Actors network

This network has all the actors that have played movies from 1989 to 2016 as nodes and these nodes (actors) are linked with other actors when they have at least one movie in common. In our dataset, we have exactly 8950 actors, resulting in 8950 nodes, 81042 edges and an average degree per actor of 18 links. This network looks like this:

network_actors

We can see that there is a high cluster with most of actors that forms the Giant Connected Component (GCC). On the other hand, there are some actors that are not linked with this GCC. Contrary to the movies network, these external actors are usually connected with some other actors forming small clusters, since the movies are seldom starring by only one actor.

The GCC looks like this:

network_gcc_actors

In general there are so many nodes and edges that is difficult to interpret something from this picture. However, there are a some nodes that seems to form small clusters since they are connected among them more than with the rest of the network. We can see what the Python-Louvain clustering algorithm generates in the following picture:

actors_network_louvain_communities

The different colors represent the 54 different communities found by this algorithm. The resulting modularity is of about 0.4 so there is a small clustering coefficient in this network. In this network, it is more significant than in the movies network.

Degree distributions

Now, we analyse the nodes degree of the network. The top 10 actors by degree are represented in the following figure:

top_actors_degree

This classification is led by “Samuel L. Jackson”, which has played movies with 266 other actors. The podium is completed with Bruce Willis with a degree of 241 and Robert de Niro and John Goodman sharing the 3rd place with a degree of 233.

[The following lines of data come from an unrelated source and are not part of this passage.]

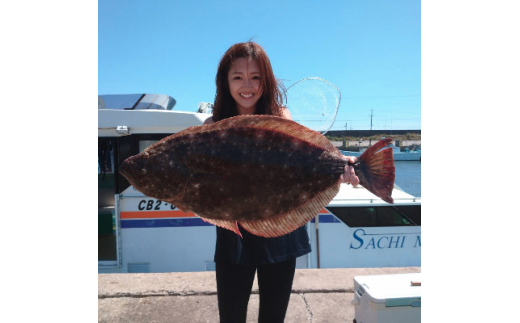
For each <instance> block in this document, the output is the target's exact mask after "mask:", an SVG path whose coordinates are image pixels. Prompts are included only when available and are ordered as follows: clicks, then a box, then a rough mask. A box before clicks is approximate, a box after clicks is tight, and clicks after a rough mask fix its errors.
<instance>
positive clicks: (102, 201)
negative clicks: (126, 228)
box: [98, 138, 118, 265]
mask: <svg viewBox="0 0 520 323" xmlns="http://www.w3.org/2000/svg"><path fill="white" fill-rule="evenodd" d="M115 145H116V139H115V138H98V263H99V264H100V265H115V264H117V260H118V255H117V230H118V228H117V219H116V211H115V194H116V183H115V176H114V172H115V164H114V163H115V159H116V158H115Z"/></svg>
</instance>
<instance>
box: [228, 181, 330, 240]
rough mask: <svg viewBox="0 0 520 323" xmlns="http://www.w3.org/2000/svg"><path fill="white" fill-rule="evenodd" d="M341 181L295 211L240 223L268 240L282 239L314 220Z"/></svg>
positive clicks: (327, 202) (297, 207) (298, 208)
mask: <svg viewBox="0 0 520 323" xmlns="http://www.w3.org/2000/svg"><path fill="white" fill-rule="evenodd" d="M339 185H340V184H339V181H338V182H336V183H334V184H333V185H331V186H329V188H327V189H326V190H325V191H323V192H321V193H319V194H317V195H316V196H314V197H313V198H312V199H311V200H309V201H308V202H307V203H305V204H302V205H300V206H298V207H296V208H295V209H293V210H291V211H289V212H287V213H284V214H280V215H277V216H275V217H272V218H268V219H262V220H250V221H238V222H239V223H240V225H241V226H242V227H243V228H244V229H246V230H247V231H249V232H250V233H252V234H254V235H257V236H260V237H266V238H274V237H280V236H283V235H285V234H288V233H291V232H292V231H294V230H296V229H298V228H299V227H301V226H303V225H304V224H305V223H307V222H309V221H310V220H312V219H313V218H314V217H315V216H316V215H317V214H318V213H319V212H320V211H321V210H323V208H324V207H325V206H326V205H327V204H329V202H330V201H331V200H332V199H333V198H334V196H336V194H337V193H338V191H339Z"/></svg>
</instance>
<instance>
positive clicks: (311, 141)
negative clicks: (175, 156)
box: [178, 115, 341, 155]
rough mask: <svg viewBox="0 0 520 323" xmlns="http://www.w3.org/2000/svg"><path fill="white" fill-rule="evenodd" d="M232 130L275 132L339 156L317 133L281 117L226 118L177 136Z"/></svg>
mask: <svg viewBox="0 0 520 323" xmlns="http://www.w3.org/2000/svg"><path fill="white" fill-rule="evenodd" d="M232 128H254V129H259V130H271V131H277V132H280V133H283V134H286V135H289V136H292V137H295V138H298V139H301V140H303V141H306V142H308V143H310V144H311V145H314V146H317V147H320V148H322V149H324V150H326V151H328V152H331V153H335V154H339V155H341V153H340V152H339V151H338V149H337V148H336V147H334V145H332V143H331V142H330V141H329V140H328V139H327V138H326V137H325V136H323V135H322V134H320V133H319V132H316V131H313V130H311V129H309V128H307V127H304V126H302V125H301V124H299V123H297V122H294V121H292V120H288V119H284V118H282V117H276V116H270V115H244V116H236V117H232V118H227V119H224V120H221V121H218V122H216V123H213V124H209V125H204V126H194V127H191V128H188V129H186V130H184V131H182V132H179V133H178V134H183V135H191V134H197V133H203V132H210V131H218V130H224V129H232Z"/></svg>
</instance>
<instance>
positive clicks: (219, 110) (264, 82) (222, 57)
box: [213, 41, 286, 122]
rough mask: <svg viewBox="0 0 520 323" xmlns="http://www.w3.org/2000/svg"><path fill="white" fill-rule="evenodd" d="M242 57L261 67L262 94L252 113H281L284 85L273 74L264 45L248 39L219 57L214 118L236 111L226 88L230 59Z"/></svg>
mask: <svg viewBox="0 0 520 323" xmlns="http://www.w3.org/2000/svg"><path fill="white" fill-rule="evenodd" d="M242 57H245V58H247V59H254V60H256V61H257V62H258V65H259V67H260V73H261V86H262V96H261V97H260V99H259V100H258V102H257V103H256V110H255V114H270V115H275V116H282V106H283V101H284V98H286V96H285V95H286V94H285V87H284V85H283V83H282V82H281V81H279V80H277V79H276V77H275V76H274V74H273V68H272V67H271V62H270V61H269V57H267V54H266V53H265V51H264V49H263V48H262V47H261V46H260V45H258V44H257V43H254V42H252V41H248V42H246V43H238V44H235V45H233V46H231V47H230V48H229V49H228V50H227V51H226V53H225V54H224V56H222V59H221V60H220V64H219V66H218V71H217V76H216V77H215V83H216V85H217V93H216V94H215V104H214V105H213V121H215V122H216V121H219V120H222V119H226V118H229V117H234V116H236V115H238V111H237V108H236V102H235V100H234V99H233V97H232V96H231V93H230V91H229V83H228V72H229V70H230V69H231V65H232V64H233V61H234V60H236V59H237V58H242Z"/></svg>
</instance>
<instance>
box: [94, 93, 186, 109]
mask: <svg viewBox="0 0 520 323" xmlns="http://www.w3.org/2000/svg"><path fill="white" fill-rule="evenodd" d="M175 103H177V102H176V101H175V99H174V98H172V97H171V96H169V95H165V94H104V95H98V109H109V110H150V109H151V110H172V109H173V107H174V106H175Z"/></svg>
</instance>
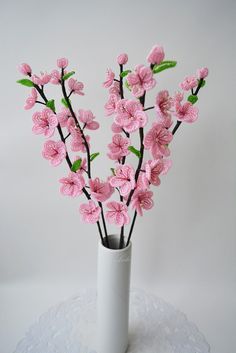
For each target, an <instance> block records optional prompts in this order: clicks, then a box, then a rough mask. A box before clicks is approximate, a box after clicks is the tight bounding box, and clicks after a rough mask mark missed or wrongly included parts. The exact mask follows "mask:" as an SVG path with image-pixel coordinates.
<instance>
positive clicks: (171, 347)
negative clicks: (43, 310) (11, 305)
mask: <svg viewBox="0 0 236 353" xmlns="http://www.w3.org/2000/svg"><path fill="white" fill-rule="evenodd" d="M114 320H115V318H114ZM129 342H130V343H129V348H128V351H127V353H208V352H210V347H209V345H208V343H207V342H206V340H205V338H204V336H203V335H202V334H201V333H200V332H199V331H198V329H197V327H196V326H195V325H194V324H193V323H191V322H189V321H188V320H187V318H186V316H185V315H184V314H183V313H181V312H180V311H178V310H176V309H175V308H174V307H173V306H171V305H170V304H168V303H166V302H164V301H163V300H161V299H159V298H157V297H156V296H153V295H149V294H147V293H144V292H143V291H140V290H136V289H135V290H132V291H131V294H130V339H129ZM14 353H96V292H95V291H92V290H90V291H84V292H83V293H80V294H79V295H77V296H75V297H73V298H71V299H69V300H67V301H65V302H62V303H60V304H59V305H57V306H54V307H52V308H51V309H49V311H48V312H46V313H45V314H43V315H42V316H41V317H40V318H39V320H38V321H37V322H36V323H35V324H33V325H32V326H31V327H30V329H29V330H28V332H27V333H26V335H25V337H24V338H23V339H22V341H20V342H19V343H18V345H17V347H16V350H15V352H14ZM111 353H112V352H111Z"/></svg>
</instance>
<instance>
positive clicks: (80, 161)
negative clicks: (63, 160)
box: [70, 158, 82, 173]
mask: <svg viewBox="0 0 236 353" xmlns="http://www.w3.org/2000/svg"><path fill="white" fill-rule="evenodd" d="M81 163H82V159H81V158H80V159H77V161H75V162H74V163H73V164H72V167H71V168H70V169H71V171H72V172H75V173H76V172H77V170H79V169H80V167H81Z"/></svg>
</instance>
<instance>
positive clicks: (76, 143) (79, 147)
mask: <svg viewBox="0 0 236 353" xmlns="http://www.w3.org/2000/svg"><path fill="white" fill-rule="evenodd" d="M70 133H71V137H72V139H71V151H74V152H78V151H81V152H84V153H85V152H86V147H85V143H84V139H83V137H82V135H81V132H80V130H79V129H77V128H71V129H70ZM85 139H86V141H87V143H88V144H89V140H90V137H89V136H85Z"/></svg>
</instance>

But how the degree distribution of this network looks like? The following picture gives us the answer both in linear and log axes:

actors_degree_distribution

We can see that the degree distribution of this network follows a Poisson distribution in a way that there are few actors with high degree and the most common degree is 6, i.e., actors that only played movies with 6 other actors. From this degree, the degree distribution follows a power-law distribution. In this way, we will check if this network obey the friendship paradox.

Friendship paradox

We will explore if the actors network obey the friendship paradox. This paradox states that almost everyone have fewer friends than their friends have, on average. In this case, the ‘friends’ are the actors who are worked with each other.

By running a simulation with 10.000 tests, we can confirm that the friendship paradox for the actors is true 81.5 % of times. That is, the neighbours of a specific actor have a higher average degree than him with a 81.5 % of probability.

Degree assortativity

Another questions that comes to our minds is if the high-degree actors tend to link with other high-degree actors and the low-degree actors with other low-degree actors, i.e., if there is any degree assortativity in the network.

In the following picture, we can see the correlation between the degree of a node and their neighbor’s average degree:

actors_degree_assortativity

It seems clear that there is a positive correlation between the degree of a node and its neighbor’s average degree, i.e. there is a positive degree assortativity in the network.

We can prove this point of view by calculating the assortative coefficient with the help of the NetworkX Python library as done with the actors network. In this case, the result is 0.18 so there is also a positive degree assortativity that is also illustrated in the linear regression of the previous plot.

Betweenness centrality

One of the most interesting characteristics of the nodes of a network is its betweenness centrality. According to the Wikipedia definition, “the betweenness centrality is an indicator of a node’s centrality in a network. It is equal to the number of shortest paths from all vertices to all others that pass through that node. A node with high betweenness centrality has a large influence on the transfer of items through the network, under the assumption that item transfer follows the shortest paths.” In our betweenness centrality computation, it is not equal to the number of shortest paths that pass through that node but proportional to it.

This is the list of our top 10 actors by betweenness centrality.

top_betweenness_centrality_actors

A large degree can help to have a higher betweenness centrality and in this way “Samuel L. Jackson” appears on the 3rd place. However, as it can be seen, it is not the only factor since the list is led by Jackie Chan. One possible explanation is that there are a set of Asian actors that if they perform the shortest path with American actors they can only go or they usually go through Jackie Chan, which has played with actors from both continents, becoming the most central node in the network.